Kasdan would be working off a script by The Grinder screenwriters Andrew Mogel and Jarrad Paul with an original idea and previous drafts by The Pickup‘s scribes Matt Mider and Kevin Burrows. Jenkins’ version is a screenplay which she wrote with her Wonder Woman 84 collaborator and former DC Entertainment President Geoff Johns. Cornish is reportedly currently rewriting a screenplay draft by Rick & Morty writer Heather Anne Campbell who penned her draft from a treatment by Man Seeking Woman scripter Simon Rich.
The LEGO Group was first teamed with Warner Brothers for a quartet of animated Lego movives starting with the aptly named The Lego Movie in 2014, which earning $467 million at the worldwide box office. Their first follow-up, 2017’s The Lego Batman Movie, also turned a tidy profit for the pair. Unfortunately, the two films subsequent films, 2017’s The Lego Ninjago Movie and 2019’s The Lego Movie 2: The Second Brick, performed poorly, not getting into the black on the studio’s ledger.

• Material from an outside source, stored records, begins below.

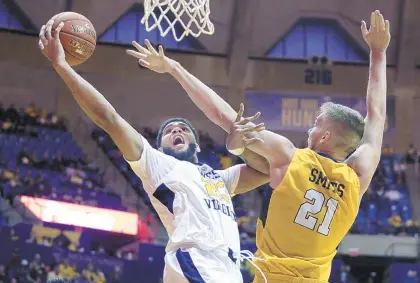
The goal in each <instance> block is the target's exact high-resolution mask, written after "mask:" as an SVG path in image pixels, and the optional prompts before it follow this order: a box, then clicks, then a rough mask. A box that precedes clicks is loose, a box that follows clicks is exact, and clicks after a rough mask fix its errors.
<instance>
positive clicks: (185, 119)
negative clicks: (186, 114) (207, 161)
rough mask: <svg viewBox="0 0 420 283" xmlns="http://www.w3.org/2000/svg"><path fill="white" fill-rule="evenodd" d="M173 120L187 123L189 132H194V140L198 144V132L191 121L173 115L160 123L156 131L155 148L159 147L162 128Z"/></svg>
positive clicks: (178, 121)
mask: <svg viewBox="0 0 420 283" xmlns="http://www.w3.org/2000/svg"><path fill="white" fill-rule="evenodd" d="M173 122H181V123H184V124H185V125H187V126H188V127H189V128H190V130H191V132H192V133H193V134H194V138H195V142H196V143H197V144H198V142H199V138H198V134H197V131H196V130H195V129H194V127H193V126H192V124H191V122H190V121H188V120H187V119H184V118H180V117H174V118H169V119H168V120H166V121H165V122H164V123H163V124H162V126H160V128H159V131H158V136H157V139H156V146H157V148H160V146H161V145H162V136H163V130H164V129H165V128H166V126H168V125H169V124H170V123H173Z"/></svg>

Notably, none of the trades reporting on this story have any information on what Universal’s plans for the three different projects. Are these three in a bake-off situation, where the studio will ultimately go with whichever one they feel is the best? (While not a common practice, it is also not an entirely alien concept for studios. Paramount recently did it with their Transformers franchise, ultimately choosing a screenplay that became 2023’s Transformers: Rise Of The Beasts. Granted, that was perhaps not the studio’s best decision given the final film.) Are these three films the start of a connected, live-action Lego franchise or will they just be three stand alone Lego films? That seems unlikely, as studio’s seem to be more cautious about announcing long-range franchise plans in the wake of several box office and critical disappointments over the last couple of years.